Le non-respect de ces principes de base conduit à des erreurs majeures dans la simulation de l'occlusion,

même si une technique de simulation appropriée est mise en œuvre avec rigueur (fig. 1). Le résultat final décevant pourrait accréditer l'idée fausse que le temps passé à simuler l'occlusion est inutile.

Enregistrement de l'OIM

L'occlusion d'intercuspidie maximale est définie uniquement par des rapports dentaires antagonistes en faisant abstraction des rapports articulaires. Cette position offre le maximum de contacts simultanés entre les arcades maxillaire et mandibulaire. Ceci suppose de n'interposer aucun matériau d'enregistrement entre les dents non préparées, qui participent à la stabilité des rapports interarcades lors de l'enregistrement de l'OIM [3].

L'affrontement des moulages est le moyen le plus simple de retrouver une OIM pour préparer le montage sur un simulateur. C'est le cas de moulages d'arcades complètes pour des restaurations de 1 à 2 dents intercalaires ou de 1 dent terminale d'arcade (le reste de l'arcade étant considéré comme complet ou pratiquement). C'est le cas également de moulages d'hémi-arcades dans le cas d'une restauration unitaire intercalaire entourée de dents au relief occlusal suffisamment marqué.

Le choix entre moulage d'arcade complète ou d'hémi-arcade peut se résumer comme suit :

- plus le moulage est de faible étendue, moins il est sensible aux variations dimensionnelles des matériaux (matériaux d'empreinte ou de coulée), mais plus il est difficile de l'affronter précisément avec son antagoniste. L'alternative se situe donc entre risque de déformation du moulage et difficulté d'affrontement en sachant que si la mise en œuvre manque de rigueur, elle annule largement le gain de précision lié aux plus faibles variations dimensionnelles des matériaux ;

- d'autres arguments ont été avancés, mais ils ont moins d'intérêt : la déformation du corps mandibulaire lors d'une empreinte globale peut être aisément contournée par une prise d'empreinte bouche semi-fermée, l'économie de matériaux avec des empreintes sectorielles est dérisoire ; elle est largement annulée si elle est suivie d'erreurs provoquant une perte de temps lors des réglages cliniques [4].

L'attitude proposée est donc la suivante : les moulages d'arcades complètes, qui offrent plus de facilité de mise en œuvre, sont les plus indiqués dans la majorité des cas d'omnipratique (fig. 2). Les moulages d'hémi-arcades peuvent être préférés par des équipes praticien/prothésiste très averties et dans le strict respect des indications.

Le montage des moulages sur un simulateur (occluseur ou articulateur) est nettement souhaitable pour favoriser les réglages fins de l'occlusion en évitant des mouvements de bascule impossibles à percevoir manuellement.

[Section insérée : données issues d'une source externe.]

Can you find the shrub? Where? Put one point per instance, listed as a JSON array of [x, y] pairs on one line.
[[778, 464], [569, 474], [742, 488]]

L'empreinte en mordu peut également permettre la simulation occlusale pour des restaurations de faible étendue, mais là encore, contrairement aux apparences, elle s'avère plus difficile à réaliser que des empreintes séparées. En effet, du point de vue clinique, 3 actes sont réalisés simultanément : empreinte de travail, empreinte antagoniste et enregistrement de l'occlusion. La réalisation de ces 3 actes en un seul temps risque d'entraîner une accumulation d'erreurs, en particulier sur l'OIM que le patient peut avoir du mal à retrouver s'il n'a pas été préalablement informé de l'objectif à atteindre. Le traitement au laboratoire de ce type d'empreinte pose également des problèmes que les praticiens risquent de sous-estimer. Pour être utilisés comme enregistrement de l'OIM, les moulages issus d'une empreinte en mordu doivent être transférés sur un simulateur avant d'avoir été désinsérés, ce qui suppose l'utilisation de tenons de repositionnement particuliers ou de systèmes de base qui peuvent être fractionnés avec repositionnement (cf. p. 27 : Utilisation du simulateur au laboratoire).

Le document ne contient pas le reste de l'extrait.